Jenny Summerson, the longest-serving volunteer at Mater Mothers’ Hospital in Brisbane, has clocked up more than 6000 hours of volunteer work and was recently acknowledged at an awards ceremony at Mater for her compassion and kindness to patients.

More than 25 other long-serving volunteers were recognised for collectively contributing to almost 100,000 hours of service over three decades, including joint Mater Volunteers of the Year Brian and Barbara Daley and Mike and Mary Cardillo, and Susan Phillips, who crochets beanies for patients and babies.

Mrs Summerson, of Yeronga, said she “found her calling” after spotting an advertisement in a local newspaper asking for ‘100 helping hands’ at Mater, and has never looked back.

“At the time I really hated Mondays. It was like Mondayitis every week. Since becoming a volunteer, I have never felt that way about Mondays again,” Mrs Summerson laughed.

“I love helping people and being an extra pair of hands. Being able to assist families and their newborns is enjoyable, as well as interacting with medical staff.

“Sometimes I assist with babies who aren’t quite well enough to go home yet. I like giving them cuddles when their parents need a short break.”

With Christmas fast approaching Mater Volunteer Services senior manager Judy Johnson said she was grateful for the gift of time and empathy from volunteers and called on members of the community to considering joining the volunteer team at South Brisbane.

Volunteers make a profound impact on the care and services that Mater provides to the community,” Ms Johnson said.

“Quite simply, Mater just wouldn’t be Mater without our volunteers.”

Ms Johnson said celebrating the values common among volunteers is important .

“Community spirit, the satisfaction from helping others, expressing empathy and compassion when others are vulnerable.”

“Volunteers are often the glue that holds organisations together.” Ms Johnson said.

For Mrs Phillips, a Mater Private Clinic Welcome Lounge assistant, a “near-death experience” prompted her to “give back” to the hospital that saved her life.

For the past 17 years, Mrs Phillips has clocked up more than 4000 hours of service at Mater, talking and engaging with patients, and making them feel comfortable.

In her spare time, she also knits beanies for cancer patients and sick and premature babies.
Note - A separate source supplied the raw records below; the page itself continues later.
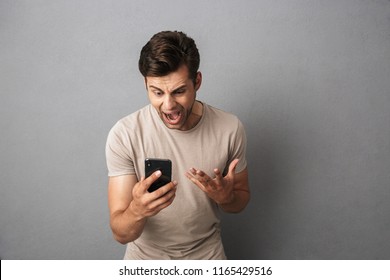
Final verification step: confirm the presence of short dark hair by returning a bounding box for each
[138,31,200,82]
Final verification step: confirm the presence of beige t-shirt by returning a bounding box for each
[106,103,246,259]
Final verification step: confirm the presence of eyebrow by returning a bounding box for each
[149,85,187,93]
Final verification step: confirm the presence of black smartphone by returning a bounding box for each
[145,158,172,192]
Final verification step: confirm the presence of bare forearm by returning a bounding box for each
[219,190,250,213]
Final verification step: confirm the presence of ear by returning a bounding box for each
[195,72,202,90]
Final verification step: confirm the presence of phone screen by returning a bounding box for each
[145,158,172,192]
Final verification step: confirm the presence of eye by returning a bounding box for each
[174,88,186,95]
[153,91,164,97]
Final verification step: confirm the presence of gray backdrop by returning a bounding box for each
[0,0,390,259]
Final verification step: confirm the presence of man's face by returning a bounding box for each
[145,66,202,130]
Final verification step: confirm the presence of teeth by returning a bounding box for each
[165,112,180,121]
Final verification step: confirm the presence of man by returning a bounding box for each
[106,31,250,259]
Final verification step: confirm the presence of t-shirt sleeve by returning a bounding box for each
[226,119,247,173]
[105,123,136,176]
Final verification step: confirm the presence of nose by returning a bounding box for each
[164,94,176,110]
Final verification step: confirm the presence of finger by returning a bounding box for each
[185,172,206,191]
[142,170,162,192]
[214,168,223,186]
[149,181,177,210]
[228,158,240,175]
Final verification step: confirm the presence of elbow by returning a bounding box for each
[113,232,139,245]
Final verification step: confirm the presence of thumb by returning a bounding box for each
[228,158,240,175]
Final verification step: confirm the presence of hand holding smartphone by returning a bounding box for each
[145,158,172,192]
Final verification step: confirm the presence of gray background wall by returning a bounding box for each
[0,0,390,259]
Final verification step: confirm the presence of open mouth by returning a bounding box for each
[163,111,181,125]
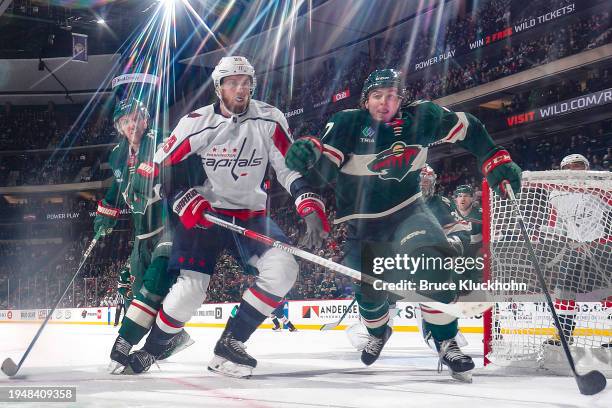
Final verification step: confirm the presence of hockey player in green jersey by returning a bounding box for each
[94,99,193,373]
[419,165,474,382]
[285,69,520,365]
[113,261,133,327]
[453,184,482,256]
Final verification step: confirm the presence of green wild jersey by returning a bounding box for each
[456,205,482,248]
[425,194,470,248]
[104,129,167,236]
[306,101,495,223]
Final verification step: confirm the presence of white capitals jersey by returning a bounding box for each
[153,100,301,211]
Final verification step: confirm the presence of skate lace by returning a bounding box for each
[364,335,383,354]
[115,337,132,354]
[230,339,246,355]
[438,340,466,373]
[134,350,155,368]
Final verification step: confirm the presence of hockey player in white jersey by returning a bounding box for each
[126,57,329,377]
[540,154,612,347]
“In 2003 I fell very ill and spent quite some time in hospital, I know what it’s like to be a patient. After being in a high paying job, money wasn’t everything,” Mrs Phillips, 70, said.

“Due to health complications I gave up work and started volunteering.”
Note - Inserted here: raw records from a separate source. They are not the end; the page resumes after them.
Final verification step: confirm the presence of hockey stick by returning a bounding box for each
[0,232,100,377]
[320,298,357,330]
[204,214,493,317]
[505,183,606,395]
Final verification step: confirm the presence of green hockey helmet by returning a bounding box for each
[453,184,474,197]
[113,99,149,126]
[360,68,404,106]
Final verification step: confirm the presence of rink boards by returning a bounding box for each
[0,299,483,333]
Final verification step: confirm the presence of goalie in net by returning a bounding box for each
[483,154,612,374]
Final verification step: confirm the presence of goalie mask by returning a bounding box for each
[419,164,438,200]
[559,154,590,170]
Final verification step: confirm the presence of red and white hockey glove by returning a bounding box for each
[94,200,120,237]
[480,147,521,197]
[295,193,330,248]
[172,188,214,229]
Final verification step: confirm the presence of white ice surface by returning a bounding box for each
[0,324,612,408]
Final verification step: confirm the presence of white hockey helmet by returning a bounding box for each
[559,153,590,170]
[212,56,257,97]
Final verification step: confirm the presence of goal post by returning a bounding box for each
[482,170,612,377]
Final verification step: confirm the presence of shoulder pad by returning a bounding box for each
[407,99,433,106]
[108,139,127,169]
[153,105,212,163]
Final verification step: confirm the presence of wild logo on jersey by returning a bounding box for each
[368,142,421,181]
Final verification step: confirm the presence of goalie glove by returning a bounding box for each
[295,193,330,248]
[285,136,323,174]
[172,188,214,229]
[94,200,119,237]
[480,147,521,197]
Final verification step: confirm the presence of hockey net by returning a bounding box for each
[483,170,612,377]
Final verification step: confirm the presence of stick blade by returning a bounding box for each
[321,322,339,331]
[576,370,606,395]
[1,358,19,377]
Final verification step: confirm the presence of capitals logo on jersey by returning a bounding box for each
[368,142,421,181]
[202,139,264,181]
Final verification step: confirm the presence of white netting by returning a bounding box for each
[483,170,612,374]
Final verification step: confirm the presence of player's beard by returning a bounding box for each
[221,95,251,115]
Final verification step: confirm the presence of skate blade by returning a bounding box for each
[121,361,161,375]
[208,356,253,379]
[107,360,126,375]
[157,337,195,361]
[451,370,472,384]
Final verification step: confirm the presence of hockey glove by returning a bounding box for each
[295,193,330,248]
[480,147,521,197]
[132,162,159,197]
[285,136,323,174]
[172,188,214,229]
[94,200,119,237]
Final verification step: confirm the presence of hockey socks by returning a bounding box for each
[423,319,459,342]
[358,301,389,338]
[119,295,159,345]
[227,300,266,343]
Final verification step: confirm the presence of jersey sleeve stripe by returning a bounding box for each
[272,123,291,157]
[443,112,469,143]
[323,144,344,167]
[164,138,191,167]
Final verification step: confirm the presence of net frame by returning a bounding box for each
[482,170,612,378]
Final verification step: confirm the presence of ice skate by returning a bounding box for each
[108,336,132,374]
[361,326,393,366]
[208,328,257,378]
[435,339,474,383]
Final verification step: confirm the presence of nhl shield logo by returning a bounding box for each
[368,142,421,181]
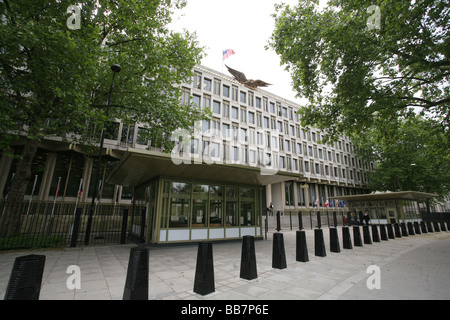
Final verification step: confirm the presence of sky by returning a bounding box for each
[171,0,305,104]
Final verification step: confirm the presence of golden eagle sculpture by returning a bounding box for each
[225,65,271,90]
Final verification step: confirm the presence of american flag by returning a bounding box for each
[223,49,236,61]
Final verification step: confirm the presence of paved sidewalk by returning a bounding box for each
[0,227,450,300]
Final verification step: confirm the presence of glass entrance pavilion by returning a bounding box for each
[109,149,293,244]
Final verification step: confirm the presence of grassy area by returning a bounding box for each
[0,235,65,250]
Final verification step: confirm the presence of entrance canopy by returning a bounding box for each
[331,191,438,202]
[108,148,299,187]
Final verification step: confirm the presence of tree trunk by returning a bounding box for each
[0,139,39,237]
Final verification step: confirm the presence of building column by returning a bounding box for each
[0,149,14,197]
[38,152,58,201]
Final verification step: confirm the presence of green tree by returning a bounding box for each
[352,116,450,199]
[0,0,204,238]
[269,0,450,139]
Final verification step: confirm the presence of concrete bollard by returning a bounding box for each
[330,228,341,253]
[275,211,281,232]
[342,227,353,249]
[295,230,309,262]
[427,221,434,233]
[433,221,441,232]
[406,222,416,236]
[394,223,402,238]
[363,226,372,244]
[372,224,380,242]
[386,223,395,239]
[272,232,287,269]
[194,241,215,296]
[240,236,258,280]
[123,247,148,300]
[4,254,45,300]
[400,222,408,237]
[314,229,327,257]
[353,226,362,247]
[414,221,422,234]
[380,224,389,241]
[420,221,428,233]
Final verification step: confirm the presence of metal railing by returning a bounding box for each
[0,200,145,250]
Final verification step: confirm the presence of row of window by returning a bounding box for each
[182,88,353,153]
[183,139,367,182]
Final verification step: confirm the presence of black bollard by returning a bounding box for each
[414,221,422,234]
[427,221,434,233]
[433,221,441,232]
[295,230,309,262]
[386,223,395,239]
[363,225,372,244]
[194,241,215,296]
[272,233,286,269]
[353,226,362,247]
[4,254,45,300]
[240,236,258,280]
[120,209,128,244]
[330,228,341,252]
[314,229,327,257]
[372,224,380,242]
[342,227,353,249]
[333,211,337,228]
[123,247,148,300]
[70,208,81,248]
[406,222,416,236]
[400,222,408,237]
[394,223,402,238]
[420,221,428,233]
[275,211,281,232]
[380,224,388,241]
[298,211,303,230]
[317,211,322,229]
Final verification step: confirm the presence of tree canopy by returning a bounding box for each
[0,0,206,150]
[352,115,450,200]
[269,0,450,138]
[0,0,205,235]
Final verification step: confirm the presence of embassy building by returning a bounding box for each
[0,66,373,244]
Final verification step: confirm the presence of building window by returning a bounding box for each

Mrs Phillips said belonging to a “family of volunteers” gave her satisfaction.

“I am proud to be a volunteer, it’s the sort of thing you don’t do for any other reason than to support each other.”

Meanwhile 76-year-old Valerie Portley was recognised for more than 4300 hours as a theatre assistant at Mater Private Children’s Hospital since 2004.
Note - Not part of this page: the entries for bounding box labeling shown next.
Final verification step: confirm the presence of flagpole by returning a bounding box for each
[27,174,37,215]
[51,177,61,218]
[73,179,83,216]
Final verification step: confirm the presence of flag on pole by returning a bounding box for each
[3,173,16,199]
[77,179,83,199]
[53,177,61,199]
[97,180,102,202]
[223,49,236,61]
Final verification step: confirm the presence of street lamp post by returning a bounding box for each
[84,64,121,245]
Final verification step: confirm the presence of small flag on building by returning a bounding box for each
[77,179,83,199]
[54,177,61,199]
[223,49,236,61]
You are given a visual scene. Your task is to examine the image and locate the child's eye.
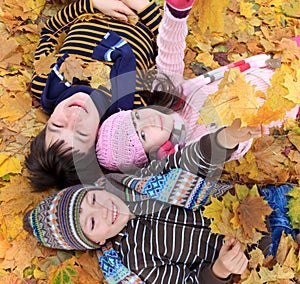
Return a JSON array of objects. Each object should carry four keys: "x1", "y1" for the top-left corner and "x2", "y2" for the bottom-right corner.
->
[
  {"x1": 134, "y1": 111, "x2": 140, "y2": 119},
  {"x1": 140, "y1": 131, "x2": 146, "y2": 141},
  {"x1": 77, "y1": 131, "x2": 87, "y2": 137}
]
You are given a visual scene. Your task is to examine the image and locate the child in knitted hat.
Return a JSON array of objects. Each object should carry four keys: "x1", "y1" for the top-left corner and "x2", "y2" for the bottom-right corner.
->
[
  {"x1": 96, "y1": 1, "x2": 297, "y2": 171},
  {"x1": 26, "y1": 0, "x2": 161, "y2": 190},
  {"x1": 24, "y1": 179, "x2": 248, "y2": 284}
]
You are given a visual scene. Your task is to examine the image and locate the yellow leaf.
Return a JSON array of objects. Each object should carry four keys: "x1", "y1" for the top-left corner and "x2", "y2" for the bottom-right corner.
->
[
  {"x1": 283, "y1": 70, "x2": 300, "y2": 104},
  {"x1": 33, "y1": 53, "x2": 57, "y2": 76},
  {"x1": 0, "y1": 232, "x2": 11, "y2": 262},
  {"x1": 60, "y1": 54, "x2": 86, "y2": 82},
  {"x1": 249, "y1": 248, "x2": 265, "y2": 269},
  {"x1": 83, "y1": 61, "x2": 111, "y2": 89},
  {"x1": 49, "y1": 257, "x2": 78, "y2": 284},
  {"x1": 241, "y1": 269, "x2": 263, "y2": 284},
  {"x1": 203, "y1": 197, "x2": 224, "y2": 233},
  {"x1": 0, "y1": 92, "x2": 32, "y2": 121},
  {"x1": 240, "y1": 1, "x2": 255, "y2": 19},
  {"x1": 0, "y1": 154, "x2": 22, "y2": 177},
  {"x1": 198, "y1": 68, "x2": 259, "y2": 126},
  {"x1": 193, "y1": 0, "x2": 229, "y2": 33}
]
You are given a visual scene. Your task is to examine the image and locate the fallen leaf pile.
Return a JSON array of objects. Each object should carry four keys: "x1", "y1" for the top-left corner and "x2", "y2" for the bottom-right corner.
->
[{"x1": 0, "y1": 0, "x2": 300, "y2": 284}]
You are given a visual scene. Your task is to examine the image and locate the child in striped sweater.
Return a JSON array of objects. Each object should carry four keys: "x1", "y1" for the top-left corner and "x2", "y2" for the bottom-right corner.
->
[{"x1": 26, "y1": 0, "x2": 161, "y2": 190}]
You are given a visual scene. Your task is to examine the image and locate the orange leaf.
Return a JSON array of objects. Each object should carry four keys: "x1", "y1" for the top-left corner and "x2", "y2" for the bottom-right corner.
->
[{"x1": 237, "y1": 196, "x2": 273, "y2": 238}]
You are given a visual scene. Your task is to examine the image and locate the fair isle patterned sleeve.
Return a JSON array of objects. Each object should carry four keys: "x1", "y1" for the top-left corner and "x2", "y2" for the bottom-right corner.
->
[
  {"x1": 135, "y1": 128, "x2": 237, "y2": 179},
  {"x1": 31, "y1": 0, "x2": 94, "y2": 99}
]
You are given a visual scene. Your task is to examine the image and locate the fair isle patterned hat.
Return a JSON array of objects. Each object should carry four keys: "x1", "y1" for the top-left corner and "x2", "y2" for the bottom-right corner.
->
[{"x1": 28, "y1": 185, "x2": 100, "y2": 250}]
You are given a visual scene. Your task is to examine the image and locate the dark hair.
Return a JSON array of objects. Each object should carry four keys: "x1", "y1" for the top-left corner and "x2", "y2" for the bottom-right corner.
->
[{"x1": 25, "y1": 127, "x2": 101, "y2": 191}]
The Upper Mount Gravatt resident welcomes parents and children who are often nervous about coming to hospital and enjoys making them feel at ease.

“I love interacting with patients and their families. I love making them feel relaxed when they’re feeling quite emotional,” Mrs Portley said.

Mrs Portley, a former teacher at McGregor State High School volunteers every Friday, starting her shift at 7.15am.

She said getting out of the house gave her an opportunity to meet new people.

“At 76 years of age I don’t feel old and it’s something I really enjoy doing,” Mrs Portley said.

“Volunteering allows so many people to give something back to society when they haven’t been able to due to work commitments.”

Mater Volunteer Services senior manager Judy Johnson told The Westender that while the post-war generation are gradually retiring from volunteering, however the baby boomers are joining the ranks as they retire from the workforce.

“We do need more volunteers of any age.  We recruit many students who are looking for an experience in a clinical environment.”